Tuesday, July 22, 2014


Heatwole: W&L flag decision is disappointing

1 image STEPHANIE KLEIN-DAVIS | The Roanoke Times/ Washington and Lee University officials say Robert E. Lee was instrumental in keeping the school alive in the years following the Civil War.
I read with dismay of Washington and Lee’s decision to remove the Confederate flags from Lee Chapel in the July 9 edition of The Roanoke Times. This is a disappointing decision that effectively damages the historical significance and educational value of the chapel display.
When I attended W&L, I had a brilliant history professor, Dr. Jenks, who could take complex events in history, paint a picture of the various forces that created the complexity and fully describe the characters in the pivotal roles. His lectures were invaluable to understanding history and how to learn from it.
When you enter Lee Chapel, Lee’s statue and the battle flags paint the same kind of awe-inspiring picture of history as one of Dr. Jenks’ lectures. There before you: the father of the honor code but also the battle flags he fought for, with all their varied connotations. The flags not only represented the South’s struggle for states’ rights — an honorable struggle, as the South saw it — but also the defense of the odious institution of slavery. A lesson in history displayed for all to contemplate.
My time at W&L in the late ’60s was a time of student protest against war. My class was also the first at W&L to include black students. We absolutely understood the dichotomy of those flags. The display in the chapel of both Lee in repose and the Confederate flags taught just how complex his times were — the paradox of an honorable man whose wartime involvement supported a dishonorable institution.

Vietnam also split the nation. The chapel display reminded us that men of honor who came before us also had to face the judgment of history as best they could.
Now the flags will be removed. They will be relegated to the museum downstairs, where they will not offend the delicate sensibilities of the incoming freshmen students. Henceforth, the picture of history in the chapel will be incomplete.
What is most distressing is the contradictory and illogical rationale for removing the flags. President Kenneth Ruscio states that “the purpose of historic flags in a university setting is to educate.” Correct! Then he contradicts himself by saying they cannot educate because they are displayed without information or background about what they are. Does he think his students are ignorant of the Civil War? Are not the flags themselves information and background enough? His explanation is pure weaseling.
Ruscio also says the reproduction flags are not historic and therefore should be removed. He adds that he will borrow authentic flags from the American Civil War Museum in Richmond for display. According to his own reasoning, the authentic flags should be displayed in the chapel. But alas, they will be displayed in the museum. Does he not see the obvious contradiction?
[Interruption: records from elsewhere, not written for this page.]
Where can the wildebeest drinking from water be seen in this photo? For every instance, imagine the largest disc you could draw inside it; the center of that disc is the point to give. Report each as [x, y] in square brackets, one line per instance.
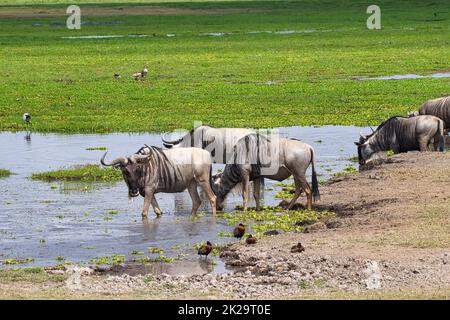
[256, 157]
[152, 170]
[401, 134]
[218, 141]
[439, 108]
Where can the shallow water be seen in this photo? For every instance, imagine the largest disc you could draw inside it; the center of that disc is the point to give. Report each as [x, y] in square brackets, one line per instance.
[406, 76]
[45, 220]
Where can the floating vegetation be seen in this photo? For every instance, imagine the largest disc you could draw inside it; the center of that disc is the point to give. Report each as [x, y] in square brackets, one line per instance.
[155, 250]
[109, 260]
[222, 233]
[274, 218]
[89, 172]
[4, 173]
[135, 252]
[96, 148]
[17, 261]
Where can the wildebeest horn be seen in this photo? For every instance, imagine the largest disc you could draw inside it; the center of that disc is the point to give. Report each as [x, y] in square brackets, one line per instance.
[116, 161]
[166, 141]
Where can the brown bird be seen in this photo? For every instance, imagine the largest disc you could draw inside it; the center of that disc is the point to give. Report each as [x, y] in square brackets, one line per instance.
[297, 248]
[251, 239]
[239, 231]
[205, 249]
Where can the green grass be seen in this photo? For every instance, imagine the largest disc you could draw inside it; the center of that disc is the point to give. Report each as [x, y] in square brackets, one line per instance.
[69, 87]
[89, 172]
[4, 173]
[34, 275]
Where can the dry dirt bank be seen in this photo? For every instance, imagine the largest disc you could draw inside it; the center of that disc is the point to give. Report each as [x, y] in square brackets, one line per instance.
[390, 239]
[93, 11]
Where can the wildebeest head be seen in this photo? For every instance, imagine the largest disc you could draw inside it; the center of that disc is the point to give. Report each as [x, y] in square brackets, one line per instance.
[220, 197]
[132, 171]
[364, 149]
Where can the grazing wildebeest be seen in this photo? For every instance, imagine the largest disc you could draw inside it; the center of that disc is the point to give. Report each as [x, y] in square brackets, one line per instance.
[439, 108]
[253, 154]
[218, 141]
[402, 134]
[152, 170]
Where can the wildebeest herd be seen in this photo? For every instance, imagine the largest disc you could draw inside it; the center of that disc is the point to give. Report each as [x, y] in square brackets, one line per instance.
[186, 162]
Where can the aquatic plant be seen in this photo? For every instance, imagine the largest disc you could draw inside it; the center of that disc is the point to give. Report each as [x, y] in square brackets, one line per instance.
[4, 173]
[109, 260]
[155, 250]
[17, 261]
[89, 172]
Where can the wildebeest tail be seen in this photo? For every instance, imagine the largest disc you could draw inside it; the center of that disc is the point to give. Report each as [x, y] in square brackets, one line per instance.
[441, 136]
[315, 183]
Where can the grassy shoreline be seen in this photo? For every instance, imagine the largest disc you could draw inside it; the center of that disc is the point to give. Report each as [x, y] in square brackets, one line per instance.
[238, 80]
[85, 173]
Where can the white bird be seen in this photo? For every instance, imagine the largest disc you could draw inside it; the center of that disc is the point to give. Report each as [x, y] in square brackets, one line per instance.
[141, 74]
[26, 118]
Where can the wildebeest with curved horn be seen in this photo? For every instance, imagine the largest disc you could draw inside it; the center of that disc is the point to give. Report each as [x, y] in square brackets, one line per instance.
[218, 141]
[253, 154]
[402, 134]
[152, 170]
[439, 108]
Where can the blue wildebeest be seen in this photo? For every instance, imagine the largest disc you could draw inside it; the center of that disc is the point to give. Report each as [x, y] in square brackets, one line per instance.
[218, 141]
[256, 157]
[402, 134]
[152, 170]
[439, 108]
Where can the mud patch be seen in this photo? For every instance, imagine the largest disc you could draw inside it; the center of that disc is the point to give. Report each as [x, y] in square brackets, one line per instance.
[405, 76]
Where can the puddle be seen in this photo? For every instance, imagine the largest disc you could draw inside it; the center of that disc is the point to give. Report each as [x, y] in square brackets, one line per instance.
[211, 34]
[87, 23]
[405, 76]
[43, 220]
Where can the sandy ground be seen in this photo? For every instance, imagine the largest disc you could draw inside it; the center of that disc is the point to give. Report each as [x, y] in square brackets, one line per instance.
[92, 11]
[390, 239]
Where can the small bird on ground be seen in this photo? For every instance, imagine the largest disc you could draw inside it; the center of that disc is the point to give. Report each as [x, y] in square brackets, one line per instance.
[297, 248]
[205, 249]
[251, 239]
[26, 118]
[140, 75]
[239, 231]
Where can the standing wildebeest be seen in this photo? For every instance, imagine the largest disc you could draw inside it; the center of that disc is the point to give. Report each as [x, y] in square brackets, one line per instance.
[402, 134]
[439, 108]
[152, 170]
[257, 157]
[218, 141]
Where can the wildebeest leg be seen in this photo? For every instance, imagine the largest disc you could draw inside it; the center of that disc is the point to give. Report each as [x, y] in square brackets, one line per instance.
[149, 195]
[155, 206]
[257, 192]
[245, 183]
[210, 194]
[196, 201]
[298, 191]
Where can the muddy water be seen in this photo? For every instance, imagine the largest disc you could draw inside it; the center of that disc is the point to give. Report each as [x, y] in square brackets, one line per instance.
[43, 220]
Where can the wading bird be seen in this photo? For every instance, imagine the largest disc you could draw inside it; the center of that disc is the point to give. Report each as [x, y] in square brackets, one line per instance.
[251, 239]
[239, 231]
[297, 248]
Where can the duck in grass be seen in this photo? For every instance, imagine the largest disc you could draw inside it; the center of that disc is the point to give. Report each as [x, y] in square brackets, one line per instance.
[251, 239]
[297, 248]
[205, 249]
[239, 231]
“The Committee” demands the flags’ removal, averring they are an offensive presence during the honor code ceremony. If so, how much more offensive must be Lee lying there in the full uniform of a general in the Army of the Confederacy? Logic dictates Lee’s statue also must be an offense and therefore it should also be removed from the chapel. Follow this to its logical conclusion, and you end up with the newly named Washington University at Lexington.
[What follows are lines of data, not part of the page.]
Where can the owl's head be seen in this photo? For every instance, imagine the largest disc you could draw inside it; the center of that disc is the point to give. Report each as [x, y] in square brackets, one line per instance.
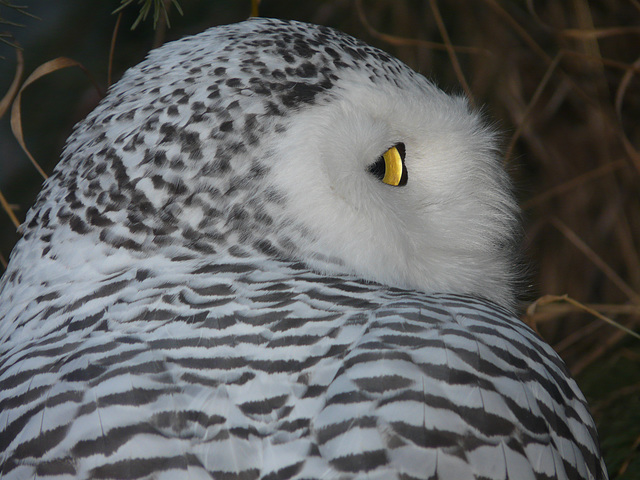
[291, 140]
[400, 184]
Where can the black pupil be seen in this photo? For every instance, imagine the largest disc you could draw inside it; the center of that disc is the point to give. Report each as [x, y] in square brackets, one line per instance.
[378, 167]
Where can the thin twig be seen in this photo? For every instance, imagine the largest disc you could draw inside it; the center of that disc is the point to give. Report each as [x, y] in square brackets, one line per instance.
[450, 50]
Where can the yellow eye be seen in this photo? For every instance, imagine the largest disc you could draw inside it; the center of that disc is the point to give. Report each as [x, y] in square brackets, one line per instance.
[390, 167]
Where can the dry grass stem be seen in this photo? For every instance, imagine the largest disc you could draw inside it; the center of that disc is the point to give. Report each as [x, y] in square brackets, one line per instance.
[450, 50]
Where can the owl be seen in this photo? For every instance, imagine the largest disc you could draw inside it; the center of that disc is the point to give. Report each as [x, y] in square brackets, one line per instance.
[276, 252]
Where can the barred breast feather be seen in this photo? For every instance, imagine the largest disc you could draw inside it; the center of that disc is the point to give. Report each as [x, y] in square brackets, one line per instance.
[222, 280]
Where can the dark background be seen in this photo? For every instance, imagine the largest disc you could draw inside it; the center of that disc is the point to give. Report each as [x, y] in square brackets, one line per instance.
[557, 78]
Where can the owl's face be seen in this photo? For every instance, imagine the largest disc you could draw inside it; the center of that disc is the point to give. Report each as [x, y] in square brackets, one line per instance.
[402, 186]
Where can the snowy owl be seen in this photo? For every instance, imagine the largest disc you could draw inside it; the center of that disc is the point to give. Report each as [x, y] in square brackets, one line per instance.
[276, 252]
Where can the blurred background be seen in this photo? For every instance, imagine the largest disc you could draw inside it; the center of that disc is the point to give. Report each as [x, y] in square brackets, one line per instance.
[560, 79]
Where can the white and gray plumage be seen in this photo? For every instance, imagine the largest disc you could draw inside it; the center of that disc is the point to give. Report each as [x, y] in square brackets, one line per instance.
[216, 283]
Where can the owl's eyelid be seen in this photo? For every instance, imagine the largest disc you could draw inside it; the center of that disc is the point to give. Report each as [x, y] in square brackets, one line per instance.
[390, 167]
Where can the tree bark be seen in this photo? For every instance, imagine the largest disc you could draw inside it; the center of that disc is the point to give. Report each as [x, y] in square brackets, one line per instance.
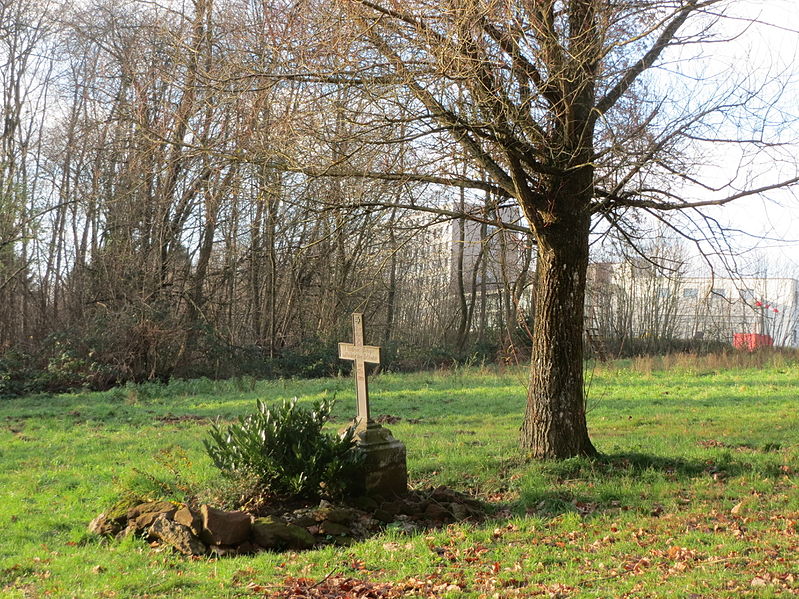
[555, 424]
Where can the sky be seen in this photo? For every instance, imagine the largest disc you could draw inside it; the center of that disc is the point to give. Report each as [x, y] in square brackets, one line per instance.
[770, 48]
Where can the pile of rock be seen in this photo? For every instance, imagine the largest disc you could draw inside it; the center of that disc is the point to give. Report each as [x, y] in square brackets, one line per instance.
[210, 531]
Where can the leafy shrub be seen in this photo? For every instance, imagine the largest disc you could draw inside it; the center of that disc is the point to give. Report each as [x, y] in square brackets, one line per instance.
[285, 449]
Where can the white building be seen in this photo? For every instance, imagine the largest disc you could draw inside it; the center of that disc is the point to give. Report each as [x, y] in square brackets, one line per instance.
[624, 300]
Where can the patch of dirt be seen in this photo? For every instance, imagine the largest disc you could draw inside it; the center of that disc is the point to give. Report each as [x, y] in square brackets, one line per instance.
[173, 419]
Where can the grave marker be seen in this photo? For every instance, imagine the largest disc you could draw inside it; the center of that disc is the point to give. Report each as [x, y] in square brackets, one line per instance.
[361, 354]
[384, 471]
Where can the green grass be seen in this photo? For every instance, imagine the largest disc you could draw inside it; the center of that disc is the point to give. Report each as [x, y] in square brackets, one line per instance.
[696, 494]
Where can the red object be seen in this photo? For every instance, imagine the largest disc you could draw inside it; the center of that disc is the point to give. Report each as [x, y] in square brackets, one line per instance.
[751, 341]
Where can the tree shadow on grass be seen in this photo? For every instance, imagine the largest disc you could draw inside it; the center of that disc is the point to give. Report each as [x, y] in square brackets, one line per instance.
[628, 481]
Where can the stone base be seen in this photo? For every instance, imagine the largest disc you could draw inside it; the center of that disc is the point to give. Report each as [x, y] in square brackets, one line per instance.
[384, 471]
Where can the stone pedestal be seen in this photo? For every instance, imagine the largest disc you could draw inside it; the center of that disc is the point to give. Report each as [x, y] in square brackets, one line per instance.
[384, 471]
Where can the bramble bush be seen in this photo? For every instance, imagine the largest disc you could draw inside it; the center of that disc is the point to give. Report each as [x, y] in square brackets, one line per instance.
[285, 449]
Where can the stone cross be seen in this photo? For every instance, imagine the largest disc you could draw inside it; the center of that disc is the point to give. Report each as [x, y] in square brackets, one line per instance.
[360, 354]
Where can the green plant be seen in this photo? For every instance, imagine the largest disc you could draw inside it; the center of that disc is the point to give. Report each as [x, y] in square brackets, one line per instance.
[285, 449]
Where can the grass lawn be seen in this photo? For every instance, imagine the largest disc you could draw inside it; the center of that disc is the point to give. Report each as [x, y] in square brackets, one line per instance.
[696, 495]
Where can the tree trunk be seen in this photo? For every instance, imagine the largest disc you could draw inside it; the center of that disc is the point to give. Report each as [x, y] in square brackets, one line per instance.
[554, 424]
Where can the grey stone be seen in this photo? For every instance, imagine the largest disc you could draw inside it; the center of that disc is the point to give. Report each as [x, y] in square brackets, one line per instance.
[383, 470]
[304, 518]
[224, 528]
[105, 526]
[270, 533]
[383, 516]
[187, 517]
[177, 536]
[460, 511]
[435, 511]
[151, 507]
[365, 503]
[333, 528]
[333, 514]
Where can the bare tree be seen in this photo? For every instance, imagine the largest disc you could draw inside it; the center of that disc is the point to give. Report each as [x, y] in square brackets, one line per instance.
[560, 103]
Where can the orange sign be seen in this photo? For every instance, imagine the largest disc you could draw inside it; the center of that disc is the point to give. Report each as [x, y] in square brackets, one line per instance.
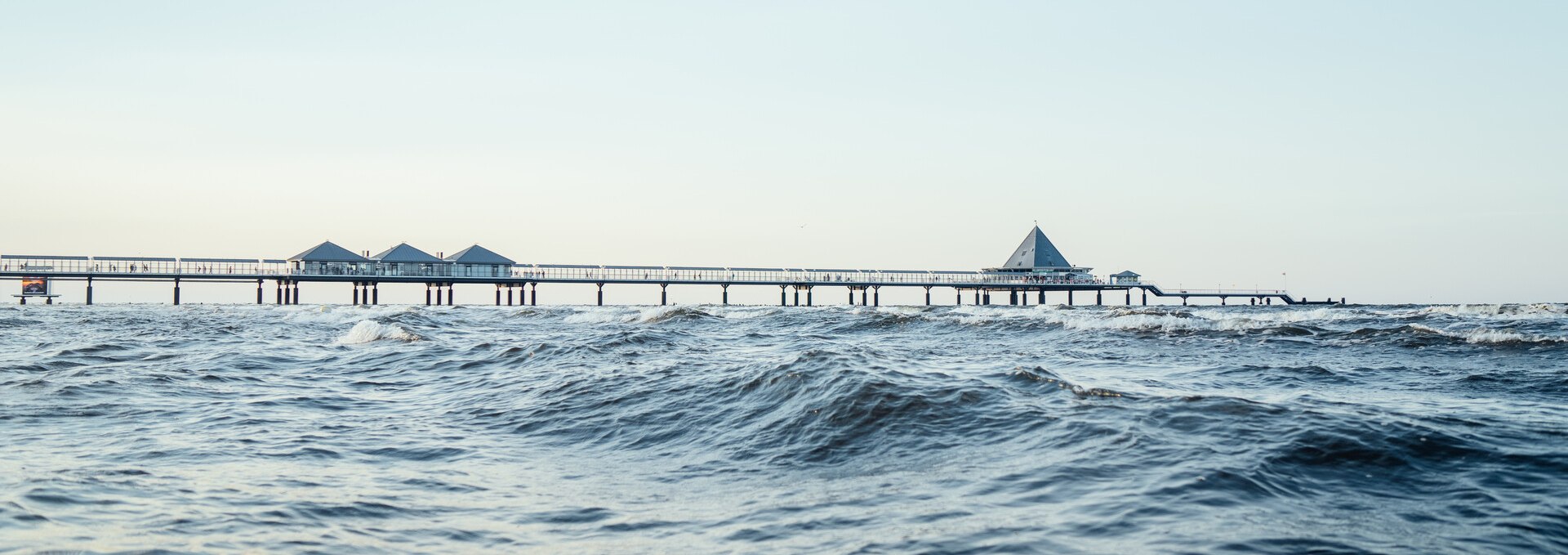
[35, 286]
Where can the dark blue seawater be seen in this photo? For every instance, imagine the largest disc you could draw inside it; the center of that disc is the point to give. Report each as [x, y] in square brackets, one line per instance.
[706, 428]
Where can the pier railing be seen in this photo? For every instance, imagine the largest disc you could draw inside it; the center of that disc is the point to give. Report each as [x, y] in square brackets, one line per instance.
[267, 268]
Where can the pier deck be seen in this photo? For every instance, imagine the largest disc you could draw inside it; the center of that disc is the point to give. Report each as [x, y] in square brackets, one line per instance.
[532, 275]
Finally, contemplate this potential scenario. A group of eager law students in 2064 forms a “Committee” to petition for the return of the Confederate flags to Lee Chapel. “The Committee” insists the removal of the flags effectively disassociated Lee from a powerful symbol of slavery and therefore has whitewashed his image. They demand Lee be remembered for his involvement in the defense of slavery. The flags must be returned to the chapel immediately or protests will commence.Makes you want to tear your hair out, doesn’t it?
All of this lunacy is on parade when people try to co-opt history and manipulate it for their political cause du jour. “The Committee” takes positions that are absolutely illogical, and President Ruscio makes himself look silly bowing to political correctness while trying not to irritate influential constituencies. If it weren’t so sad, you would have to laugh.
History should be inviolable. The good, bad and ugly parts of history teach us how to live our lives today. It does a grave disservice to all of us to hide controversial historic images to satisfy some present-day political fad. In fact, it ends up making everyone involved look stupid.